Bristol Bay red king crab harvest is a wrap

Commercial harvesters have wrapped up the 2019 Bristol Bay red king crab season, with the average crab in the 3,797,000-pound quota weighing in at 7.1 pounds, the highest average weight dating back to 1973.

Fifty-five participating vessels made a total of 114 landings as of Nov. 20, said Ethan Nichols, assistant area manager for the Bering Sea/Aleutian Islands.

Nichols noted that state biologists have seen average weights of crab caught in this fishery increasing for several years now, which is a matter of some concern.

“We think we are fishing on the same group of adult male crab who are a year older and heavier,” he said.

If there were a better mix of small crab coming into the system, harvesters would be seeing a lower average weight of their catch, but the crab being caught are mostly large older males.

Bottom fish in general, including Pacific cod and skate, will prey on small juvenile red king crab and likely part of the issue at hand is predation by bottom fish, he said.

Advertisement

Biologists have also noted higher water temperatures on the ocean bottom due to changes in the environment.

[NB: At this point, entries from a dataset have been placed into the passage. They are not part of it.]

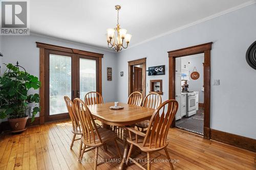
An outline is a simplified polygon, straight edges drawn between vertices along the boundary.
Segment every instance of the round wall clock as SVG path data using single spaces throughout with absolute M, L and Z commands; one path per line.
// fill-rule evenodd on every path
M 247 50 L 246 61 L 249 66 L 256 69 L 256 41 Z

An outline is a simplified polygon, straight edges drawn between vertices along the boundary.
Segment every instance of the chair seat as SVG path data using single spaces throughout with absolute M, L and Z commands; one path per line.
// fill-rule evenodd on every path
M 152 145 L 151 148 L 150 148 L 150 141 L 147 141 L 144 146 L 143 145 L 143 142 L 144 140 L 144 137 L 138 135 L 138 142 L 136 142 L 135 140 L 135 135 L 134 134 L 132 135 L 132 138 L 133 140 L 132 140 L 130 137 L 126 138 L 127 141 L 132 144 L 134 144 L 138 148 L 139 148 L 141 151 L 143 152 L 151 152 L 151 151 L 157 151 L 161 150 L 163 148 L 167 147 L 168 142 L 166 142 L 164 144 L 162 145 L 161 147 L 159 147 L 159 143 L 158 142 L 157 143 L 157 148 L 155 148 L 155 145 Z M 155 139 L 152 139 L 152 141 L 155 141 Z
M 96 125 L 96 127 L 97 129 L 101 128 L 101 126 L 99 125 L 97 123 L 96 123 L 95 124 Z M 81 130 L 80 131 L 79 130 L 74 131 L 72 130 L 72 132 L 73 133 L 76 134 L 77 135 L 82 135 L 82 131 Z
M 83 143 L 84 143 L 86 145 L 90 147 L 100 147 L 108 141 L 113 140 L 114 139 L 117 138 L 117 135 L 114 132 L 106 129 L 104 128 L 98 129 L 98 131 L 99 132 L 99 135 L 101 138 L 102 142 L 100 142 L 99 138 L 97 137 L 96 132 L 94 131 L 94 135 L 95 136 L 95 143 L 93 142 L 93 136 L 92 134 L 90 134 L 92 143 L 90 141 L 90 138 L 89 136 L 88 137 L 88 140 L 84 138 L 84 136 L 83 136 L 81 140 Z
M 150 120 L 146 120 L 136 123 L 135 124 L 135 126 L 140 128 L 145 129 L 145 128 L 147 128 L 149 125 L 150 125 Z

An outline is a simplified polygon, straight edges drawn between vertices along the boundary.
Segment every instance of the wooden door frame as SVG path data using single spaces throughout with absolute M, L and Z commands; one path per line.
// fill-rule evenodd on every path
M 143 98 L 146 96 L 146 59 L 143 58 L 138 60 L 128 61 L 128 95 L 133 91 L 133 66 L 137 65 L 142 65 L 142 75 L 141 82 L 142 87 L 142 95 Z
M 44 101 L 42 101 L 41 100 L 41 99 L 40 100 L 40 101 L 43 102 L 44 103 L 44 106 L 45 106 L 45 108 L 44 110 L 45 110 L 45 113 L 49 113 L 50 112 L 50 106 L 49 106 L 49 103 L 48 102 L 48 101 L 50 101 L 50 95 L 49 95 L 49 91 L 50 91 L 50 88 L 49 86 L 49 84 L 50 84 L 50 63 L 49 63 L 49 57 L 47 57 L 48 56 L 49 56 L 50 54 L 55 54 L 57 55 L 61 55 L 61 56 L 67 56 L 67 57 L 71 57 L 71 63 L 72 65 L 71 68 L 75 68 L 74 66 L 75 63 L 75 55 L 73 53 L 67 53 L 67 52 L 60 52 L 58 51 L 55 51 L 55 50 L 48 50 L 46 49 L 45 50 L 45 56 L 47 57 L 45 59 L 45 81 L 44 81 L 44 83 L 45 85 L 44 85 L 44 87 L 42 87 L 42 86 L 41 86 L 42 88 L 44 88 L 44 91 L 45 92 L 44 94 Z M 72 70 L 72 75 L 71 75 L 71 82 L 75 82 L 75 75 L 76 74 L 75 71 L 74 71 L 74 70 Z M 75 89 L 75 84 L 74 83 L 72 83 L 71 84 L 71 91 L 73 90 L 74 90 Z M 75 98 L 74 96 L 72 96 L 72 100 L 74 99 Z M 40 102 L 41 103 L 41 102 Z M 59 119 L 68 119 L 69 118 L 69 115 L 68 113 L 60 113 L 60 114 L 55 114 L 55 115 L 50 115 L 49 114 L 46 114 L 45 113 L 44 114 L 45 116 L 45 122 L 53 122 L 53 121 L 56 121 L 58 120 Z
M 102 94 L 102 58 L 103 54 L 96 53 L 87 52 L 85 51 L 63 47 L 61 46 L 52 45 L 45 43 L 36 42 L 36 46 L 39 48 L 39 80 L 41 82 L 41 87 L 39 89 L 39 95 L 40 102 L 39 103 L 41 107 L 41 111 L 39 114 L 39 123 L 44 124 L 45 121 L 45 89 L 46 77 L 45 77 L 45 59 L 46 50 L 52 50 L 56 51 L 73 53 L 74 54 L 80 54 L 91 57 L 98 58 L 98 68 L 99 68 L 99 92 Z M 73 63 L 74 64 L 74 63 Z
M 175 99 L 175 58 L 194 54 L 204 54 L 204 137 L 210 138 L 210 50 L 212 42 L 168 52 L 169 57 L 169 99 Z M 172 127 L 175 127 L 175 120 Z

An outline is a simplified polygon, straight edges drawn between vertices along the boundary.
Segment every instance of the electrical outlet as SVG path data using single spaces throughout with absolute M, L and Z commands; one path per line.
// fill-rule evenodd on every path
M 220 85 L 220 80 L 214 80 L 214 86 Z

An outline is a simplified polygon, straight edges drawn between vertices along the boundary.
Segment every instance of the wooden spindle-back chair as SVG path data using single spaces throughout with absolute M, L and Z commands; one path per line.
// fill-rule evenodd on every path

“There’s a lot of uncertainty around climate change in the Bering Sea,” Nichols said.

The 2019 quota for Bristol Bay red king crab was also down 12 percent from the 4.3 million pounds in the 2018 fishery. That quota has been declining since the 2014 season, when it was set at nearly 10 million pounds. The highest quota on record since 2005 was 20 million pounds in the 2007 and 2008 fisheries.

The catch per unit effort (CPUE), or per pot, is 15.6 crab this year, the lowest since crab rationalization went into effect in 2005, although for much of the season that CPUE was hovering around 14 crab, which is relatively low for Bristol Bay red king crab stocks, he said. For the last two seasons, the CPUE average was 20 crab per pot.